Отчитав сам себя, я вернулся в дом. Брат уже был в утренней столовой. Я поздоровался с ним сдержанно, проявить радость я просто не смог. Брат стоял на ковре спиной к камину – и как же много я прочел в его глазах, когда подошел пожелать ему доброго утра, как же это все противоречило моей натуре! «Доброе утро» он сказал отрывисто, кивнул, а потом не взял, а сгреб со стола газету и начал читать ее с начальственным видом человека, под любым предлогом стремящегося избежать скучного разговора с низшим по положению. Если бы я не дал себе наказ набраться терпения, его манеры сделали бы невыносимой неприязнь, которую я старался подавить в себе. Я смотрел на него, оценивал его крепкое и мощное телосложение, потом переводил взгляд на собственное отражение в зеркале над каминной полкой и ради развлечения сравнивал увиденное. В сущности, я был похож на брата, хотя и не так хорош собой: мои черты были не столь правильными, глаза темнее, лоб шире, а сложением я, слабый, худой, ниже ростом, значительно уступал ему. Внешне Эдвард значительно превосходил меня, и я понимал: если он выкажет не только физическое, но и умственное превосходство, мне придется довольствоваться положением раба, ибо не следовало ждать от него львиного великодушия к тем, кто слабее; холодный, алчный взгляд, строгость и неприступность свидетельствовали о неумении щадить. Хватило бы мне в то время силы разума, чтобы противостоять ему? Не знаю, я и не пытался.

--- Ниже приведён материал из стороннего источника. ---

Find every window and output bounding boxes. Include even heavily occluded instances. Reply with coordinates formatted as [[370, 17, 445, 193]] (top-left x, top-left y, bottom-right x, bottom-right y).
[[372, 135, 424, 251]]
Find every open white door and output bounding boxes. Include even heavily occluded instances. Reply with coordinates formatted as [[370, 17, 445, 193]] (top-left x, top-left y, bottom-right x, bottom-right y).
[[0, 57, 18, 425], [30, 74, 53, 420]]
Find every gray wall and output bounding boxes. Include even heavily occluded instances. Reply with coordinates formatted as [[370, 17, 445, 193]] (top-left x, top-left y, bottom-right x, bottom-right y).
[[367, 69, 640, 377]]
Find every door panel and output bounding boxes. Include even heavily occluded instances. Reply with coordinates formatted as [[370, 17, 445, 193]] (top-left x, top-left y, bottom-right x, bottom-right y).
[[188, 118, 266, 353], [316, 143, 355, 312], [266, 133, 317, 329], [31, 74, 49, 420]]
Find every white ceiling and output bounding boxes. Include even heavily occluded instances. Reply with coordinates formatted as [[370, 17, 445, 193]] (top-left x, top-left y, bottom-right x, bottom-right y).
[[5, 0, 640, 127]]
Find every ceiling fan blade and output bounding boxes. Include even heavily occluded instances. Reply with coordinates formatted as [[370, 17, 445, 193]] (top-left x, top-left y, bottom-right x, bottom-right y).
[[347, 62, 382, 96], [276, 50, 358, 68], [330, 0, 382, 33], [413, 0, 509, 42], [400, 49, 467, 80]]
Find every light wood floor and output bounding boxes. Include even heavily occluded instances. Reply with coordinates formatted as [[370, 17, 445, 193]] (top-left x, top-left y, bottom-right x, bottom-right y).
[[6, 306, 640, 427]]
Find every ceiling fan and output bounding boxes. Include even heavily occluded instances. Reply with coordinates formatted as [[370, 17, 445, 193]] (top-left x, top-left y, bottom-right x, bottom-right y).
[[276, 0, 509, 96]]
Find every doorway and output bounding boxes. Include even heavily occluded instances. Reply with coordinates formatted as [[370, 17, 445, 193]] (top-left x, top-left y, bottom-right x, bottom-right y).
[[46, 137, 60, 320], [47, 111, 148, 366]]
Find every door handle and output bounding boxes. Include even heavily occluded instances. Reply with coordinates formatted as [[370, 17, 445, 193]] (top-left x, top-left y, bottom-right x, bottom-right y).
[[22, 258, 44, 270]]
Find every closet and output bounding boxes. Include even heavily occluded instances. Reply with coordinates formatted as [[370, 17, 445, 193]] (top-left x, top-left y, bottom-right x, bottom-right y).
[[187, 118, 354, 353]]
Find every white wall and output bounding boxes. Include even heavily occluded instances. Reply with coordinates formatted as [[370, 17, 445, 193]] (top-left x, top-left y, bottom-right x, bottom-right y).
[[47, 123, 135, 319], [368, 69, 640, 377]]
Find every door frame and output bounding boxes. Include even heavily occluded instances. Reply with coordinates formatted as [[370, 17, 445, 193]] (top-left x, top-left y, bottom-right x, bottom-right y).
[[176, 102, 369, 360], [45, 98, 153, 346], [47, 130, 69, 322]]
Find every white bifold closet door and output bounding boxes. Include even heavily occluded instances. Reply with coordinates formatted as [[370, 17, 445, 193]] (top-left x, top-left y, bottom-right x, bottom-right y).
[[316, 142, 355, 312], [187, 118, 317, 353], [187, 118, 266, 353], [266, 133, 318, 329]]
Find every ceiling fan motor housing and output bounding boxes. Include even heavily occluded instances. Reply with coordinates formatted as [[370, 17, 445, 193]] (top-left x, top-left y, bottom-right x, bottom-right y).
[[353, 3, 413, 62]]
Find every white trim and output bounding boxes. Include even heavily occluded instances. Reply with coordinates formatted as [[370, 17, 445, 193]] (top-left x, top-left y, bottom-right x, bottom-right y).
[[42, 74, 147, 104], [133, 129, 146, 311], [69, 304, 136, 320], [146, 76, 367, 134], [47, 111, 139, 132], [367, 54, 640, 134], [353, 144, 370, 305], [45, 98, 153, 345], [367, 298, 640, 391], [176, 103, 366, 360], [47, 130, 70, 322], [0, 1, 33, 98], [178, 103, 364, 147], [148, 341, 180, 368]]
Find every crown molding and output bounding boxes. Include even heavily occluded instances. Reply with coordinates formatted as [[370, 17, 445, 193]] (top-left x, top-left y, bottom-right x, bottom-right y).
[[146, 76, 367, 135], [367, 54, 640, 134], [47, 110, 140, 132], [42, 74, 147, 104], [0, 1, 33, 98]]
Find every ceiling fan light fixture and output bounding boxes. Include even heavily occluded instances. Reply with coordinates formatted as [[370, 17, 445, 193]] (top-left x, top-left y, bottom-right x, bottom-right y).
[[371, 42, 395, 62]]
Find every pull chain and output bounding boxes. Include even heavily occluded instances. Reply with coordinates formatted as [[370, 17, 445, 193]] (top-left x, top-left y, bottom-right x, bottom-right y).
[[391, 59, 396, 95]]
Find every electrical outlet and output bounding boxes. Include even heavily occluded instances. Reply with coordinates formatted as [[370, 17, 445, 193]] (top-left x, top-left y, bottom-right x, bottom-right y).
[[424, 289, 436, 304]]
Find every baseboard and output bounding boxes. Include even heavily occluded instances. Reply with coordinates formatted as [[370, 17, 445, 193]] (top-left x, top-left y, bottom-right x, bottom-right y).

На время мои мысли прервало появление миссис Кримсуорт. Она выглядела превосходно, была в белом, ее лицо и наряд блистали утренней и молодой свежестью. Я обратился к ней с той степенью легкости, на которую, казалось бы, давала право ее вчерашняя беспечность и веселость, но она ответила сдержанно и прохладно: супруг наставил ее, предостерег от фамильярностей с его подчиненным.

Сразу после завтрака мистер Кримсуорт сказал, что экипаж скоро будет у дверей и что через пять минут я должен быть готов отправиться с ним в N.

Я не задержал его, и вскоре мы уже мчались по дороге. Мистер Кримсуорт правил тем самым норовистым конем, опасения насчет которого его жена высказывала накануне вечером. Раза два Джек попытался было заупрямиться, но хозяин быстро подчинил его себе хлесткими и решительными ударами кнута в безжалостной руке. Раздувающиеся ноздри Эдварда говорили о том, что он доволен победой; за все время поездки он ни разу не обратился ко мне, а если и открывал рот, то лишь для того, чтобы побранить коня.